At 4000ft or so, you'll find a talus field. Look for all climbing paths along the right edges oif these fields when in doubt. This field connects to a second larger field traversing up and right beneath a large and imposing granite arm (which turns into the Roush Creek - Eldorado Creek Ridge). Head up to small waterfalls at 5000ft and a steep muddy trail leads through the falls to something of an opening at 5400ft. NOTE: There is nowhere flat enough to camp between here and 7500ft!!!! Be advised.
Camp at 5400 ft or continue to suffer. COntinue up heather and rock slabs (slippery) until able to climb that same ridge around 6000ft or so. At 6150ft - where the ridge steepens - descend left into a class 3 gully (dirt and rock) 150ft into Roush Basin. The gully is marked by a large boulder just below the ridge crest. Do not descend the wrong gully - a number look promising - because they are down-slabby and nasty compared to the RIGHT one.
Once in Roush Basin, the rest is merely pain. If the glacier is in any kind of poor condition, better rope up here. Contour up and left, below and around the prominent granite cliffs for about 1500 vertical feet. Then turn the corner onto the first flat saddle since too long at 7500ft. Pitch a tent melt some water and cook some grub. You have finally arrived, 7-10 hours from the parking lot. The only worse approach in the North Cascades of which I am theoretically aware is for the Picket Range! But it must be worth it...
See the Beckey Cascade Alpine Guide Volume 2 or Selected Climbs in the Cascades from which this approach is largely plagiarized.
The SIBLEY CREEK approach is another alternative. I have not done that, and will refer the reader to the same Beckey Book, or to Selected Climbs in the Cascades, Vol. 1, by Potterfield and Nelson.
Parking permit (Northwest Forest Pass) is required at $5/day or $30/year. Wilderness permits are also required but are FREE.

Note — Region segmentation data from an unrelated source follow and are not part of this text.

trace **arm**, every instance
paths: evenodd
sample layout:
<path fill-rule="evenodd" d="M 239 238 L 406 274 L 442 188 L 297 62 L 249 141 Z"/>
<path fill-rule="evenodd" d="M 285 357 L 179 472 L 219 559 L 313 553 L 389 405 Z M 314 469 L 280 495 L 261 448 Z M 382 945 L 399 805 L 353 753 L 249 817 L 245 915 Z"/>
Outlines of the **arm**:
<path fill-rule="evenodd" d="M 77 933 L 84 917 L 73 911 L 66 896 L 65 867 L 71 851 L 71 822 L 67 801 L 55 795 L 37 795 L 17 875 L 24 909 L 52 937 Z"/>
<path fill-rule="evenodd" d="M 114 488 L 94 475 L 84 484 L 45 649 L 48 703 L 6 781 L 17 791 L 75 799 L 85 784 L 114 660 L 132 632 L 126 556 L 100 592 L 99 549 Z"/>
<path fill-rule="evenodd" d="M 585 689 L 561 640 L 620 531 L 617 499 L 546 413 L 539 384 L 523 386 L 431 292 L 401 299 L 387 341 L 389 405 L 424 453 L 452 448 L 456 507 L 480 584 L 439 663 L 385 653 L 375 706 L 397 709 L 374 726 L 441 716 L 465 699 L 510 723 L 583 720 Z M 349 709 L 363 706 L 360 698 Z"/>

I have met Rangers every time i've been in the area (3 years running) and they are always nice and always ask for your permits!
Also note that while there is "open camping" as described below on the Rousch Creek rib at 5400ft and on the Inspiration / Eldorado Glacier apron at 7500ft, these are also designated WILDERNESS ZONES and have restrictions on both the number of parties and the number of persons per party (just like Boston Basin).

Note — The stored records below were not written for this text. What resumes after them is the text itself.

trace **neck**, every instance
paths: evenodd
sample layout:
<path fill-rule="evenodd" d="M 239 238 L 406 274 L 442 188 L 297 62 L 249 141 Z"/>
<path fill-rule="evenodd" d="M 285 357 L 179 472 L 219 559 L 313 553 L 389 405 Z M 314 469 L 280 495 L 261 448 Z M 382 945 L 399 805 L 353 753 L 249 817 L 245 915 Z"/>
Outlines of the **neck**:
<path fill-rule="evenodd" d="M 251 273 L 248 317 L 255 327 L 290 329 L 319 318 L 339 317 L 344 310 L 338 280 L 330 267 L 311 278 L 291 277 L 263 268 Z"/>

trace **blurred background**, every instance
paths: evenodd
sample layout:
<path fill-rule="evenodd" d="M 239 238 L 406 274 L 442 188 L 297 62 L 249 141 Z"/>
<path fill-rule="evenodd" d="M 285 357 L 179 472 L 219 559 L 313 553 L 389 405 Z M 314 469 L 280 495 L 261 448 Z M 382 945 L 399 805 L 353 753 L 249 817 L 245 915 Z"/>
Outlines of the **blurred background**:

Get to the Marblemount Wilderness Office (Ranger Station) ASAP to secure your permit, especially on a holiday weekend!
When To Climb
The best time for this climb is JUNE-SEPTEMBER. Early travel on the glaciers is easier, later travel means there is more rock scrambling and less snow / more exposed crevasses. Check the road conditions on Cascade River Road.

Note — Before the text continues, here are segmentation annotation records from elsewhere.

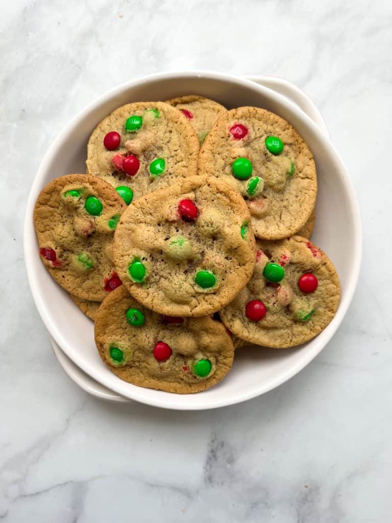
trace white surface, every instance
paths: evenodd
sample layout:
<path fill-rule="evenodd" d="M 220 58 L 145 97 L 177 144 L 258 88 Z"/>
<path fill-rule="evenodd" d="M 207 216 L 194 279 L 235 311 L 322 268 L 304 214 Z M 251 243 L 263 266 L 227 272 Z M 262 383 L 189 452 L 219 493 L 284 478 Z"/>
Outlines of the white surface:
<path fill-rule="evenodd" d="M 166 99 L 191 93 L 216 99 L 229 108 L 248 105 L 272 110 L 287 120 L 306 141 L 317 169 L 318 220 L 312 238 L 328 253 L 337 268 L 341 299 L 329 325 L 301 347 L 286 350 L 257 346 L 237 349 L 230 372 L 217 385 L 197 394 L 175 394 L 126 383 L 102 362 L 91 322 L 80 314 L 42 263 L 33 212 L 39 192 L 54 177 L 84 169 L 89 137 L 105 115 L 130 101 Z M 324 226 L 326 223 L 328 227 Z M 335 232 L 338 230 L 338 234 Z M 30 288 L 41 317 L 51 336 L 78 367 L 126 397 L 165 408 L 198 410 L 233 405 L 268 392 L 296 374 L 318 354 L 339 327 L 351 301 L 360 269 L 362 230 L 356 197 L 341 161 L 324 133 L 297 106 L 271 89 L 235 76 L 205 72 L 164 73 L 117 88 L 93 102 L 65 126 L 45 155 L 33 182 L 26 210 L 24 245 Z"/>
<path fill-rule="evenodd" d="M 254 76 L 248 78 L 252 82 L 256 82 L 270 89 L 273 89 L 294 102 L 308 116 L 310 116 L 313 121 L 327 136 L 328 135 L 325 122 L 320 111 L 309 97 L 293 84 L 287 82 L 287 80 L 272 76 Z M 50 339 L 53 352 L 64 371 L 73 381 L 86 392 L 108 401 L 126 402 L 132 401 L 123 396 L 119 395 L 84 372 L 65 355 L 53 338 L 50 337 Z"/>
<path fill-rule="evenodd" d="M 2 6 L 0 511 L 7 523 L 390 520 L 392 6 L 244 5 Z M 233 43 L 243 28 L 244 45 Z M 21 246 L 22 202 L 70 118 L 113 85 L 186 67 L 274 74 L 304 88 L 353 179 L 365 247 L 354 300 L 313 362 L 259 398 L 197 413 L 108 404 L 73 385 L 50 350 Z"/>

At 5400 feet above the waterfalls on rock and snow and in designated sites. At 7500 feet on the saddle of the glaciers. Or both. No fees to camp.
You can go to North Cascades NP General Info for some basic info on roads and main trails, but you're not gonna find anything good about this climb or it's approach.
Call (360) 873-4500 ext. 39
or GOTO NCNP Climbing Info
This is the official climbing site. It's entertaining i guess but not very TIMELY. No web-cams that i know of... I've never actually caught a "Climbing Ranger" in the office at Mablemount.